Ariz. R. Civ. P. 19

As amended through December 8, 2021
Rule 19 - Required Joinder of Parties
(a) Persons Required to Be Joined if Feasible.
(1)A Person Required to Be Made a Party. A person who is subject to service of process and whose joinder will not deprive the court of subject-matter jurisdiction must be joined as a party if:
(A) in that person's absence, the court cannot accord complete relief among existing parties; or
(B) that person claims an interest relating to the subject of the action and is so situated that disposing of the action in the person's absence may:
(i) as a practical matter impair or impede the person's ability to protect the interest; or
(ii) leave an existing party subject to a substantial risk of incurring double, multiple, or otherwise inconsistent obligations because of the interest.
(2)Joinder by Court Order. If a person required to be made a party has not been joined, the court must order that the person be made a party. A person who refuses to join as a plaintiff may be made either a defendant or, in a proper case, an involuntary plaintiff.
(3)Venue. If a joined party objects to venue and the joinder would make venue improper, the court must dismiss that party.
(b) When Joinder Is Not Feasible. If a person required to be joined if feasible cannot be joined, the court must determine whether, in equity and good conscience, the action should proceed among the existing parties or should be dismissed. The factors for the court to consider include:
(1) the extent to which a judgment rendered in the person's absence might prejudice that person or the existing parties;
(2) the extent to which any prejudice could be lessened or avoided by:
(A) protective provisions in the judgment;
(B) shaping the relief; or
(C) other measures;
(3) whether a judgment rendered in the person's absence would be adequate; and
(4) whether the plaintiff would have an adequate remedy if the action were dismissed for nonjoinder.
(c) Pleading the Reasons for Nonjoinder. When asserting a claim for relief, a party must state:
(1) the name, if known, of any person required to be joined if feasible who is not joined; and
(2) the reasons for not joining that person.
(d) Exception of Class Actions. This rule is subject to Rule 23.

Ariz. R. Civ. P. 19

Amended effective January 1, 2017.

State Bar Committee Note

1966 Amendment to Rule 19

The present rule, with its judicial gloss in terms of indispensable, necessary, and proper parties, has proved confusing and difficult to apply. The revision seeks to substitute practical procedures to deal with problems where otherwise desirable joinder is difficult. At the same time, it retains the basic principle that parties must be joined where this is required by "equity and good conscience." Shields v. Barrow, 58 U.S. 130, 17 How. 130, 15 L. Ed. 158 (1854); Bolin v. Superior Ct., 85 Ariz. 131, 333 P.2d 295 (1958); Smith v. Rabb, 95 Ariz. 49, 386 P.2d 649 (1963); State of Washington v. United States, 87 F.2d 421 (9th Cir. 1936).

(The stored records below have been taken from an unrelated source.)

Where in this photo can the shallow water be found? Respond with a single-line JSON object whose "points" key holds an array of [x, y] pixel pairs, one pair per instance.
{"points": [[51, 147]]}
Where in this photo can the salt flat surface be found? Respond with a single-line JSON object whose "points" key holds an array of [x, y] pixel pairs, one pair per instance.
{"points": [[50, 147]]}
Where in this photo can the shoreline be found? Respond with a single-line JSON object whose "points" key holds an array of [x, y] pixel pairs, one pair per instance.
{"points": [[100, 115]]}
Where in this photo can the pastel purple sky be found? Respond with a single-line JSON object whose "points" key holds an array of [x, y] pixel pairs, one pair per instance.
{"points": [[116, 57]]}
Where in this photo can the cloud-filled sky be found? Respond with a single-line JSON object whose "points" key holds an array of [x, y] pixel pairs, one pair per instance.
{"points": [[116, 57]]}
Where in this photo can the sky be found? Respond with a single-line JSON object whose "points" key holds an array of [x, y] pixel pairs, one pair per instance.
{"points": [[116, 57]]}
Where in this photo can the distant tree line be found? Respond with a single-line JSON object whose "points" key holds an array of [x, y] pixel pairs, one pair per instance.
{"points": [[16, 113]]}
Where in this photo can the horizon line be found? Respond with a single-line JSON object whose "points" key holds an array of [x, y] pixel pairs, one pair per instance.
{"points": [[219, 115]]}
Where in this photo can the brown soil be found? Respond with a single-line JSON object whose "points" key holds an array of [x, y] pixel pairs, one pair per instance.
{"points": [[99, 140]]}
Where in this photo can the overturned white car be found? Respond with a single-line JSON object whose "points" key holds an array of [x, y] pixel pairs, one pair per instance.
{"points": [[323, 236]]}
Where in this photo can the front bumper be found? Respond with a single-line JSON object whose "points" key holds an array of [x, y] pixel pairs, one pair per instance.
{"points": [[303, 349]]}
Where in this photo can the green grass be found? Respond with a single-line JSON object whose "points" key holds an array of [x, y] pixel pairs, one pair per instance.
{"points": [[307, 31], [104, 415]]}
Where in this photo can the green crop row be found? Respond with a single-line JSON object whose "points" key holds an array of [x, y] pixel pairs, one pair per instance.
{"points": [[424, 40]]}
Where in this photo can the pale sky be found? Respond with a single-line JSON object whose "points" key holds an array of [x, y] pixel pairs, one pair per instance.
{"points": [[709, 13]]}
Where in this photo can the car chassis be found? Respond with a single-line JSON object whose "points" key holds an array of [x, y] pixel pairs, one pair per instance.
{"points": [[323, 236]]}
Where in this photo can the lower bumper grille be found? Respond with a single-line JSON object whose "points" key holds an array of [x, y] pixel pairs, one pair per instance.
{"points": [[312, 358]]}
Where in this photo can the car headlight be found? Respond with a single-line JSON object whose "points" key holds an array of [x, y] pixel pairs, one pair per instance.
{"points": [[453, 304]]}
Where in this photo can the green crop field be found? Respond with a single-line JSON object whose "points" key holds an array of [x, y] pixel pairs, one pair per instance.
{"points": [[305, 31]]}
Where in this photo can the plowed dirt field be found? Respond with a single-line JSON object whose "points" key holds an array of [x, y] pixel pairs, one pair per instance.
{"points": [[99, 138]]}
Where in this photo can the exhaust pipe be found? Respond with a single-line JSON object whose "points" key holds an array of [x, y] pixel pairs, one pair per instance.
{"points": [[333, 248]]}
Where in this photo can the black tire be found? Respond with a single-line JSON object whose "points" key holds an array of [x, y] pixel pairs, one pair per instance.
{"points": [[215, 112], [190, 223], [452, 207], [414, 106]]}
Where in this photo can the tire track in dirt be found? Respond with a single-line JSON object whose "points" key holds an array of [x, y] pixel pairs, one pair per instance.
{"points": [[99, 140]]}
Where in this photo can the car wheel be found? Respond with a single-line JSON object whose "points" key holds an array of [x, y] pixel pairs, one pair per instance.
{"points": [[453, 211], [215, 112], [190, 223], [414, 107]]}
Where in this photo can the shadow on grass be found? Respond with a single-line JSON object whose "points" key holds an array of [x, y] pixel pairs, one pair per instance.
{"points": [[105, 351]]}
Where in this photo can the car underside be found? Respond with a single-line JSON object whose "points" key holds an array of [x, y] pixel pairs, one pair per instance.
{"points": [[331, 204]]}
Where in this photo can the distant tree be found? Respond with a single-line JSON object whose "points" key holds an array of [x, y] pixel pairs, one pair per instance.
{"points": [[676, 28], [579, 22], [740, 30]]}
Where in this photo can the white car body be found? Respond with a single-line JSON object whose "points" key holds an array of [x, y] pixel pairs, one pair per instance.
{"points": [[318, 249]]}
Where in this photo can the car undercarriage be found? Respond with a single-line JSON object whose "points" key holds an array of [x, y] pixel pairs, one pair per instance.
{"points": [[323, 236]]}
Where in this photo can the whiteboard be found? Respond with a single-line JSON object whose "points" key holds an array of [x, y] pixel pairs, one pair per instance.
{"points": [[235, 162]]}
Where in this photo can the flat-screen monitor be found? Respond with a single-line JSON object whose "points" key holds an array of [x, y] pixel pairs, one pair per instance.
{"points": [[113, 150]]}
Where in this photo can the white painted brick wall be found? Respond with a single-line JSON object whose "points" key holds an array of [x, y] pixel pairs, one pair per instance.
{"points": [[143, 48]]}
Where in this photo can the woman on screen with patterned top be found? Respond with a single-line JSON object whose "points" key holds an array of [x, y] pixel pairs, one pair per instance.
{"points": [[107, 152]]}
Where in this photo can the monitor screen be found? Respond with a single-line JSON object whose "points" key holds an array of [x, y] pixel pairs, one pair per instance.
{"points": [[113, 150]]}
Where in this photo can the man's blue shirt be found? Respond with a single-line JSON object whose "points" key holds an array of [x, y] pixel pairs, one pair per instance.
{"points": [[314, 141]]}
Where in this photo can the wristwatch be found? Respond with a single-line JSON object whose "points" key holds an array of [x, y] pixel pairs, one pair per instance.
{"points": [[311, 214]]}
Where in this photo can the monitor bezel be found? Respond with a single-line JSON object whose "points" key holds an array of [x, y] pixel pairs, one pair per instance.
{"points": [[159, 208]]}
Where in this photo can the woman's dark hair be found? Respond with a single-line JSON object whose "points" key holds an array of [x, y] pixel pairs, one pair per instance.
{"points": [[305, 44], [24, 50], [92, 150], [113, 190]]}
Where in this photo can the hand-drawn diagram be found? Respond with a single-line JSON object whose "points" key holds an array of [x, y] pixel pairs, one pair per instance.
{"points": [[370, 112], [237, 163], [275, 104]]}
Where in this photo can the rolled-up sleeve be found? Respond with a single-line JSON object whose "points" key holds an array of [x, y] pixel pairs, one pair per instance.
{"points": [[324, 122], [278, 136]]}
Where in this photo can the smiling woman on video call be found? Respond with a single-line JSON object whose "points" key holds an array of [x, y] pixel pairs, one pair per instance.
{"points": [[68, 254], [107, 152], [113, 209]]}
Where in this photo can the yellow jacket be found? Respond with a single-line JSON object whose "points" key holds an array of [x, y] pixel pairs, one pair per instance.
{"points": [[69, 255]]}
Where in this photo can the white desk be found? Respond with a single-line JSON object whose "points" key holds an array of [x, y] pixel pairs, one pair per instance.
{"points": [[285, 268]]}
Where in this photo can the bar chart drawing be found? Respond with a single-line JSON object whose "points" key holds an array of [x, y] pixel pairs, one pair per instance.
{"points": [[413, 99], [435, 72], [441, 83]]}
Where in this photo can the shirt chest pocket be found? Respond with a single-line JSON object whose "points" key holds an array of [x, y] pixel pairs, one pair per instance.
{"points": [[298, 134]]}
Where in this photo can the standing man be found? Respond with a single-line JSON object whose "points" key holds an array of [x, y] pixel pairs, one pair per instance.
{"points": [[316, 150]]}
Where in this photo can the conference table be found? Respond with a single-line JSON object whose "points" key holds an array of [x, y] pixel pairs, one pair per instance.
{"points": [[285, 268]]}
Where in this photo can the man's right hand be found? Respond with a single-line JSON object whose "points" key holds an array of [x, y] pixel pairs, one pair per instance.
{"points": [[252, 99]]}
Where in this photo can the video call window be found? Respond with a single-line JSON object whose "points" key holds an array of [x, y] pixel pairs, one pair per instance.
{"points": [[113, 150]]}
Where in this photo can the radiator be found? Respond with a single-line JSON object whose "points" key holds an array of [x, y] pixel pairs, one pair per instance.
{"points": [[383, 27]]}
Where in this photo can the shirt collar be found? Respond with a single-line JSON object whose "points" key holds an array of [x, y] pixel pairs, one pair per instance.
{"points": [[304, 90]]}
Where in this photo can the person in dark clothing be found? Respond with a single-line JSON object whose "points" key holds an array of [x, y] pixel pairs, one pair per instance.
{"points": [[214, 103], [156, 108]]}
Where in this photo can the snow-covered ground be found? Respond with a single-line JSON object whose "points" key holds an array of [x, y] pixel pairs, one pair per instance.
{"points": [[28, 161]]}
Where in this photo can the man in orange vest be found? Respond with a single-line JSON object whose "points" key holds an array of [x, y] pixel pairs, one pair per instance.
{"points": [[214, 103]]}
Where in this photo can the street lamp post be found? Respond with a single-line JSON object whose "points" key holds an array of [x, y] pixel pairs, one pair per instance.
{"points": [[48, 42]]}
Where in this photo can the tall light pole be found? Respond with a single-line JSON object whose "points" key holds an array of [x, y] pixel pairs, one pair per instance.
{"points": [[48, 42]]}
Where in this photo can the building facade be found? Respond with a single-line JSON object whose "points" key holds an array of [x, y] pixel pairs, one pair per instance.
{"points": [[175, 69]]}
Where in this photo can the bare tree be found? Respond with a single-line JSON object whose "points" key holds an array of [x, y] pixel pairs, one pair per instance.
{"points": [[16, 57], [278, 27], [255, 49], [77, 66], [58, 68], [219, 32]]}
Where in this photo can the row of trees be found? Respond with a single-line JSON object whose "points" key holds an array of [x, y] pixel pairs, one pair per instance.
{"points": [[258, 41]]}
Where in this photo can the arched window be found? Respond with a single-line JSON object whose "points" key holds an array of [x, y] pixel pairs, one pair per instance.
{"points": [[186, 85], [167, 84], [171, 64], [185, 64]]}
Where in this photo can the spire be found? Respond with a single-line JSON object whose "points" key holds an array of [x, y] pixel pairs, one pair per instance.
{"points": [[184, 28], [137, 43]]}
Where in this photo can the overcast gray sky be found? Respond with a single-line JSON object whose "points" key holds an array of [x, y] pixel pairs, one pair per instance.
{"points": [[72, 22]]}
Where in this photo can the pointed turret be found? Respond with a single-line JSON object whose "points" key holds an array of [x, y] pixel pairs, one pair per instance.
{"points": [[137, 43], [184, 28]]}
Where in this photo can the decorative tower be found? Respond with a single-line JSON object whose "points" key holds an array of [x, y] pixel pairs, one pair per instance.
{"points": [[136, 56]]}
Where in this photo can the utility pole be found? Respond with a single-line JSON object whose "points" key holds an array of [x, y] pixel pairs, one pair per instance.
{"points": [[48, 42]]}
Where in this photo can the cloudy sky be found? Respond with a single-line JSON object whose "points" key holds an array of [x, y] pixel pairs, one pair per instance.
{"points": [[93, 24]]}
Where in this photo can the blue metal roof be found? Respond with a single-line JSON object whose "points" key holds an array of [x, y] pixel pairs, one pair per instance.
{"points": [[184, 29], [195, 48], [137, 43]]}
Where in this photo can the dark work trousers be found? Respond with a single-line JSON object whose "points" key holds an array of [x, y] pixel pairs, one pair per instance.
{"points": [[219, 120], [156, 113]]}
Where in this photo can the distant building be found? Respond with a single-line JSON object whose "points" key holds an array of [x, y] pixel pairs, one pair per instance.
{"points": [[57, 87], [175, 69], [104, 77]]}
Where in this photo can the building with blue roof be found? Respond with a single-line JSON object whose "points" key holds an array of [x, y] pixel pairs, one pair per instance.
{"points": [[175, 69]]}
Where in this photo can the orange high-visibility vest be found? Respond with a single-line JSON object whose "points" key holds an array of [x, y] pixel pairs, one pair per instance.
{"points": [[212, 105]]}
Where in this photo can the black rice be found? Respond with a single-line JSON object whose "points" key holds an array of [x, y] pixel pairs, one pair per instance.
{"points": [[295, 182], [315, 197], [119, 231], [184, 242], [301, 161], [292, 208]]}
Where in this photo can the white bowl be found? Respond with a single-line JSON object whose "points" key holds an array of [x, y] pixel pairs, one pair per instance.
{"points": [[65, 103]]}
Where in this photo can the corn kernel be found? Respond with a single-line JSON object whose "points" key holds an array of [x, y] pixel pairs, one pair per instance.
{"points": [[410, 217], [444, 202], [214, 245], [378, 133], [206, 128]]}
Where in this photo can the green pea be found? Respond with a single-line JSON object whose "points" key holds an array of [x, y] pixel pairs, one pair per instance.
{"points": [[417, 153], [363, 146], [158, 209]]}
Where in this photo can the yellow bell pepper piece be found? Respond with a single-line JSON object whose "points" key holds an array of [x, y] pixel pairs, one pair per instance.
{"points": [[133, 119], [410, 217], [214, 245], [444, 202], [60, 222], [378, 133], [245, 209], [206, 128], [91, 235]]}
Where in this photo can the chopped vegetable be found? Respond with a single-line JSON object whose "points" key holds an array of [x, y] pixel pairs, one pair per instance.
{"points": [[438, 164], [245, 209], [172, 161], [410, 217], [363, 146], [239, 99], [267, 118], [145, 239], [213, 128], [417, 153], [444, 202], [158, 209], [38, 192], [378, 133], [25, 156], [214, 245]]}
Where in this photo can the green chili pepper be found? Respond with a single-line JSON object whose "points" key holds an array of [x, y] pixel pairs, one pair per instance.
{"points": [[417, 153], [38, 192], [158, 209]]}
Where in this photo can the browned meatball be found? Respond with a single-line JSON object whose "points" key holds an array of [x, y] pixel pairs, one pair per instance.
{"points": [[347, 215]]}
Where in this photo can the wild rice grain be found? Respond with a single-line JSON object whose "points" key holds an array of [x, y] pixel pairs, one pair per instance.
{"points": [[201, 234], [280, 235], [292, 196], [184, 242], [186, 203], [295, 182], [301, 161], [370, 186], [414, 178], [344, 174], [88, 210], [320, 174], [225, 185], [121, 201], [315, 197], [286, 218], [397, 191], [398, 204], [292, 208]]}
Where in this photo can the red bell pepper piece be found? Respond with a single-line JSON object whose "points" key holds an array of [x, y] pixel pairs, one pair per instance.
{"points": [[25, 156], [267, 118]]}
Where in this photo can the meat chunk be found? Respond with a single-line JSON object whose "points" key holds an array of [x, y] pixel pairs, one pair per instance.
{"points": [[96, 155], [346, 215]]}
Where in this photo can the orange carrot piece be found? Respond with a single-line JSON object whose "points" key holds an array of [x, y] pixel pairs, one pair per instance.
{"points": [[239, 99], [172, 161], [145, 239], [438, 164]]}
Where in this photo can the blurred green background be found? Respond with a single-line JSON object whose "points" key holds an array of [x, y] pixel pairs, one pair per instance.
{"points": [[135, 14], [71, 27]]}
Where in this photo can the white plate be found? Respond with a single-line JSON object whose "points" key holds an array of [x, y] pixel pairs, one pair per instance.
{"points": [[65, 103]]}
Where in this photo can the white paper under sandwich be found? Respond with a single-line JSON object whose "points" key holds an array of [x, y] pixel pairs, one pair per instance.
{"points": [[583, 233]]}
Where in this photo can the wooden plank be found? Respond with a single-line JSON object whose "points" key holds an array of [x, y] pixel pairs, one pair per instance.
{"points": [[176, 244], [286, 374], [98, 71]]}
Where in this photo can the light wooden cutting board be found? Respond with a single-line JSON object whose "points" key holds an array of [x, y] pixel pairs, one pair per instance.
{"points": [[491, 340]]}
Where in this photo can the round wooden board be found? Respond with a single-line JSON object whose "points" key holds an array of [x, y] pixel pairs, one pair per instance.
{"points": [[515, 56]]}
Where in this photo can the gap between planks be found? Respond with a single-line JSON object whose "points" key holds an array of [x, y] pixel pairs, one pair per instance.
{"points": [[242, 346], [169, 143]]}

The description is not at variance with the settled authorities holding that a tortfeasor with the usual "joint-and-several" liability is merely a permissive party to an action against another with like liability. Joinder of these tortfeasors continues to be regulated by Rule 20; compare Rule 14 on third-party practice.

If a person as described in subdivision (a)(1)-(2) is amenable to service of process and his joinder would not deprive the court of jurisdiction in the sense of competence over the action, he should be joined as a party; and if he has not been joined, the court should order him to be brought into the action. If a party joined has a valid objection to the venue and chooses to assert it, he will be dismissed from the action.

Under subdivision (b), when a person as described in subdivision (a)(1)-(2) cannot be made a party, the court is to determine whether in equity and good conscience the action should proceed among the parties already before it, or should be dismissed because the absent party is indispensable.

Subdivision (c) continues the requirement that a pleading asserting a claim for relief state the names of persons described in subdivision (c) who are not joined as parties and the reasons for their non-joinder.

The official comment of the federal advisory committee on civil rules on the change in Federal Rule 19 is comprehensive and should be consulted.